MISSOULA, Mont. (AP) — Ryan Burke spent most of New Year's Eve on the couch feeling sore and fatigued.
But the Montana Griz wide receiver wants to make one thing perfectly clear about his heroic and exceptionally thoughtful gesture on Monday: You don't have to be a college football player to help save a life by donating bone marrow.
"I'd rather do that than take a shot from Brock or Jordan," joked the gregarious redshirt freshman from Billings, referring to Griz linebackers Brock Coyle and Jordan Tripp.
"I just hope this is an informational thing so other people sign up. It's really kind of a peaceful deal. I've never sat still for five and a half hours in my life, but knowing you're doing it for someone's life is easier to do."
Burke first became aware of the importance of donating while watching the Griz play in the 2009 FCS national championship game against Villanova in Chattanooga, Tenn. That's when he was first introduced to Wildcats running back Matt Szczur, who had a big night in a victory over his beloved Maroon and Silver.

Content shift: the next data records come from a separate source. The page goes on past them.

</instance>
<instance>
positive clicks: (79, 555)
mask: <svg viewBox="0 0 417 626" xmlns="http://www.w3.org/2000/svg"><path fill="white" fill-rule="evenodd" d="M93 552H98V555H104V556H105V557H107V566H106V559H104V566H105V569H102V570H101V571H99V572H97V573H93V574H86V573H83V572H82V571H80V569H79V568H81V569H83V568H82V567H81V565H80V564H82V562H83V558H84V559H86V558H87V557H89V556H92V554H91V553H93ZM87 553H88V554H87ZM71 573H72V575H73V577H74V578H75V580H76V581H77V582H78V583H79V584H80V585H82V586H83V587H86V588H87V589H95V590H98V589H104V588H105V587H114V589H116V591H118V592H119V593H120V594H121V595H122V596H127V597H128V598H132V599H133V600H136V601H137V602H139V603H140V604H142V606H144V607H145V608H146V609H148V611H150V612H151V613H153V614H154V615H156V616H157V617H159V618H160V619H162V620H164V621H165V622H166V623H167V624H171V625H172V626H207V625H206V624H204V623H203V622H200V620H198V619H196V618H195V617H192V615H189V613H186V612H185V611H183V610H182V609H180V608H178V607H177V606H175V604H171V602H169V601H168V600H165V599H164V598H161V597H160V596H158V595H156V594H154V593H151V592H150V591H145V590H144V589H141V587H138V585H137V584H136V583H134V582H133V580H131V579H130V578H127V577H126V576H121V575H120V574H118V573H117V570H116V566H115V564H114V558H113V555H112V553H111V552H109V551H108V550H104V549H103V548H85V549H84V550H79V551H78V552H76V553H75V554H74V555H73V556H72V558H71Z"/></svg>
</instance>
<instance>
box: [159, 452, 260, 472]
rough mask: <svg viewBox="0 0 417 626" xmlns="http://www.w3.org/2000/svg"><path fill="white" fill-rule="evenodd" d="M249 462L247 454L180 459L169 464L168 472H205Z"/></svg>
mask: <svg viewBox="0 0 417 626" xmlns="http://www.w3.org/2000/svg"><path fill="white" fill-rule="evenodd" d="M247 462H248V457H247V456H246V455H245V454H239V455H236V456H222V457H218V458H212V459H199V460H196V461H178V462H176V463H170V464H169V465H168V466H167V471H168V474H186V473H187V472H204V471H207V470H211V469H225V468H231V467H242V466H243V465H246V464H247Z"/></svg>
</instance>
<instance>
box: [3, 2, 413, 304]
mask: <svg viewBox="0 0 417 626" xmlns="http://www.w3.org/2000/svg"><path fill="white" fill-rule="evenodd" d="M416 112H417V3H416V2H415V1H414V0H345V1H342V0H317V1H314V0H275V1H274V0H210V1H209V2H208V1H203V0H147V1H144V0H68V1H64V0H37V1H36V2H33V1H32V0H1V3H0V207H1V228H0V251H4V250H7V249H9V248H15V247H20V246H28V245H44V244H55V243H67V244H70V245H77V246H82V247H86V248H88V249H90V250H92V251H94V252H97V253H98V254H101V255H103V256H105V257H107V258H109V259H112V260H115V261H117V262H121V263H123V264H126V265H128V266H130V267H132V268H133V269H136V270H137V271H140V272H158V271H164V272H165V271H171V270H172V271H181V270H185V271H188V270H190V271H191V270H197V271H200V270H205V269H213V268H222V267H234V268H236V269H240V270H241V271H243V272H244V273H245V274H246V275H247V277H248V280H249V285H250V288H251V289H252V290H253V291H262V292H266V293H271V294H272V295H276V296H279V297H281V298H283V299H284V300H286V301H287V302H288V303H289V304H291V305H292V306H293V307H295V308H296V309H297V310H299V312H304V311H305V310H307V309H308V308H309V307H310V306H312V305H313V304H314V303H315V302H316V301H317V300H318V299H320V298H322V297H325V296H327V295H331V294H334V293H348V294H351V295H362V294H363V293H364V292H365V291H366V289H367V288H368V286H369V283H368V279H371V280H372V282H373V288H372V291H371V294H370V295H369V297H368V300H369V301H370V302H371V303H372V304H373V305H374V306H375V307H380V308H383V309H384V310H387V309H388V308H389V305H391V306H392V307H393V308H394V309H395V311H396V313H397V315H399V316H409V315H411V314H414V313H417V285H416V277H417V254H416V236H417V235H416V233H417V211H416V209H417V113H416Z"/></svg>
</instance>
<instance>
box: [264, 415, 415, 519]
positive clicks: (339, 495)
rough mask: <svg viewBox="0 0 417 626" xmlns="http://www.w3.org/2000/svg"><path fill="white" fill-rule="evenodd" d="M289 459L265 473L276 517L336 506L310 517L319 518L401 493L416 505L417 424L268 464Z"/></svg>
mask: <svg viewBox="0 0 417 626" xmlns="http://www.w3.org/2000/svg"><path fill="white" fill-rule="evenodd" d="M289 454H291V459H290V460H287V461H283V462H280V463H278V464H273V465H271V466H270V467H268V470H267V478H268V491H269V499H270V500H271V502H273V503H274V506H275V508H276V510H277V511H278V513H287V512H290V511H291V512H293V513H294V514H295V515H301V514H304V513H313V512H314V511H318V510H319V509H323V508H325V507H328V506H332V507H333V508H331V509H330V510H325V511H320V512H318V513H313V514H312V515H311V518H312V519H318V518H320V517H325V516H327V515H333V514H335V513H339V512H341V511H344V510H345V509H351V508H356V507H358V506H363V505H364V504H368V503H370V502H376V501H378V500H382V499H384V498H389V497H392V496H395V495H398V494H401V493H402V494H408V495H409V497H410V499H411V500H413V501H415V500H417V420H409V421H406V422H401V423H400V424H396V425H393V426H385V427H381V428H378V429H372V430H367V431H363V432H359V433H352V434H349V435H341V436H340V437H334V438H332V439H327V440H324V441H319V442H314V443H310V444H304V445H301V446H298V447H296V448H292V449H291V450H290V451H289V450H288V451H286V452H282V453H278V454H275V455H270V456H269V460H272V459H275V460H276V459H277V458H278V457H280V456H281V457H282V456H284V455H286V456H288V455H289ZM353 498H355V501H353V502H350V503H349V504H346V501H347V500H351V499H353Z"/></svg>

"I have watched his story on ESPN about being a donor and thought it would be a great thing to do," Burke said. "I've never even met him, but after that national championship game I followed him through his pro baseball career and know we have it in common. He's the reason I signed up."
Give an assist to the UM Student-Athlete Advisory Committee and Griz football coach Mick Delaney. The committee brainstormed an idea to start a local bone marrow registry drive last winter. Then after contacting Villanova for pertinent information, Delaney got involved. The entire Griz football team signed up to donate along with about 100 others.
"After I signed up all people said was I've been on the registry for 20 years and never even got an email," Burke said. "I heard Szczur say one time it's one in 85,000 chance you're a match.
"During that championship game they had talked about him being a match but at that point he hadn't donated yet. Then during his baseball season that year he donated. His match was across the world."
About midway through the 2013 football season Burke received an email indicating he was a possible match. He didn't think much of it until he received a phone call.
"They asked me if I was interested and I said, 'Absolutely. I didn't sign up to say no,'" Burke said.
Burke endured several physical exams, including one during the week of Montana's playoff game against Coastal Carolina. Then in the four days leading up to this week he had two shots of Neupogen in his arm each day. He says the drug boosted his stem cell count and helped healthy marrow cells to release into his bloodstream.
On Monday he donated in Denver.
"The process really isn't that bad," he said. "I think that's why a lot of people are hesitant to sign up. Yeah it's a little painful, but everybody expects that.
"(Monday) I was hooked up and the machine extracts blood and marrow cells. It makes you weak. And the Neupogen shots enlarge your spleen. But my mom asked me 'Would you do it again with the side effects?' I said, 'Absolutely.'"
Burke doesn't know anything about the cancer patient he is helping other than the individual is a male and resides in the United States. He says he is allowed to meet him after a year and he'd love the chance.
Even if he never does, he feels good about getting the word out about the importance of donating bone marrow.
"I'm not a guy who plays a ton on Saturdays," he said, "but I hope just being on the team helps with getting people to see this and leads them to be part of it."